This repository contains the firmware part of the CoAP/ACE-OAuth proof-of-concept implementation. The firmware is written in Rust, and designed to run on nRF52-DK hardware based on the S132 softdevice (but is easy to adjust to other nRF devices).
With this firmware, the device it is running on simulates a simple network enabled sensor -- it reports the temperature it measures over a radio interface to authorized users, and allows some users to alter the identification LEDs.
The technology stack it demonstrates by this is
- an [ACE-OAuth (RFC9200)] Resource Server (RS) -- this limits the interactions of users according to an authorization server's decisions
- OSCORE (RFC8613) -- this secures communication with symmetric keys, independent of the precise transport mechanism used
- EDHOC (RFC9528) -- this establishes fresh symmetric key material from asymmetric keys with forward secrecy
- at runtime, any of
- the ACE OSCORE profile (RFC9203) -- this connects the ACE framework with OSCORE, and generates OSCORE keys
- the ACE EDHOC profile -- this connects the ACE framework with EDHOC
- CoAP (RFC7252) -- this gives a compact and versatile application protocol with flexible forwarding options
- CoAP-over-GATT (
draft-amsuess-core-coap-over-gatt-02) -- this allows transporting CoAP over Bluetooth Low Energy (BLE) without the need to set up a Bluetooth IP network
-
Obtain an nRF52-DK device; connect it via USB to a computer and move its power switch to the "on" position.
-
Download the latest build of this firmware from the build site as
coap-ace-poc-firmware-.d??.hex. When using just a single nRF52-DK, pick any of numbered images. When using multiple devices, pick distinct ones, and consider labelling the devices accordingly. -
Copy the file
coap-ace-poc-firmware-d??.hexonto the "JLINK" USB drive that has appeared on your computer. Once copying is done, the device will restart, show two LEDs indicating the application's readiness, and USB drive will reappear without the file. -
Direct a Bluetooth capable's cellphone web browser (Chrome or Chromium) to the corresponding web app. Press "Search nearby devices" and pick the device that is shown.
-
As the device requires authentication, follow the "Login" link, and use the name technician (password: technician) or junior (password: junior).
-
Use the web application's controls to read the device's temperature, to find the device (making its LEDs spin briefly), or to alter its identification LEDs (not available to junior).

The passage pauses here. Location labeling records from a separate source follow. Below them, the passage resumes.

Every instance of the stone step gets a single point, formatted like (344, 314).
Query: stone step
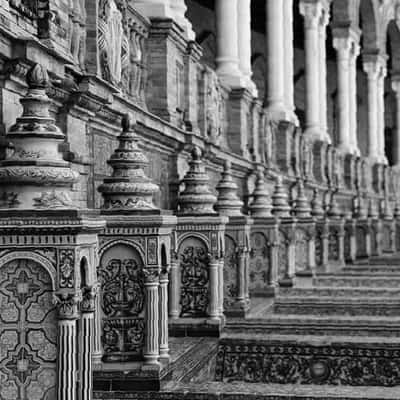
(256, 391)
(374, 269)
(377, 306)
(317, 325)
(338, 291)
(356, 280)
(188, 356)
(309, 360)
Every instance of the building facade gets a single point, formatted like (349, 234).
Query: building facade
(166, 162)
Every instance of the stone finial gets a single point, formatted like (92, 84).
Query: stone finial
(280, 203)
(196, 197)
(372, 210)
(261, 205)
(317, 209)
(302, 207)
(34, 174)
(228, 202)
(128, 188)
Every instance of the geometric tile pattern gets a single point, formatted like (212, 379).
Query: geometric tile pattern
(28, 332)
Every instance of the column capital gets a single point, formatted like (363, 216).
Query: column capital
(312, 13)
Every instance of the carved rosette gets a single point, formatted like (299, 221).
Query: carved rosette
(228, 201)
(36, 163)
(128, 188)
(261, 205)
(196, 198)
(280, 203)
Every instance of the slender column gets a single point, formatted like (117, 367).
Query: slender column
(244, 43)
(227, 43)
(322, 74)
(371, 68)
(289, 57)
(342, 46)
(67, 305)
(275, 26)
(151, 350)
(179, 9)
(396, 144)
(312, 14)
(381, 114)
(154, 8)
(174, 290)
(86, 336)
(214, 289)
(163, 293)
(354, 52)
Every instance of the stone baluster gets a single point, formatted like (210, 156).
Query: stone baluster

For illustration purposes, the web application is not made aware of the permission levels, and unauthorized control attempts will fail.
-
You may also install the mobile application through the browser's "Install app" button.
-
Instructions on how to build the firmware, as well as how to alter or extend it, can be found in the firmware's documentation.
That also contains further references for the components used inside the firmware.
-
The web application is built from source at https://gitlab.com/oscore/coap-ace-poc-webapp/ and documented there as well. The web application is built into a static web site, which can be served by any modern web server.
-
Backing the authentication is a keycloak server running the ACE OAuth Extension. A public instance is available on
https://keycloak.coap.amsuess.com/; its setup resembles the "playground" configuration that is provided for development situations.
This project and all files contained in it is published under the
BSD-3-Clause license as defined in LICENSES/BSD-3-Clause.txt.
Copyright: 2022-2024 EDF (Électricité de France S.A.)
Author: Christian Amsüss
Note that additional terms may apply to the built output. In particular, the softdevice's license terms become part of what governs the use of the resulting program.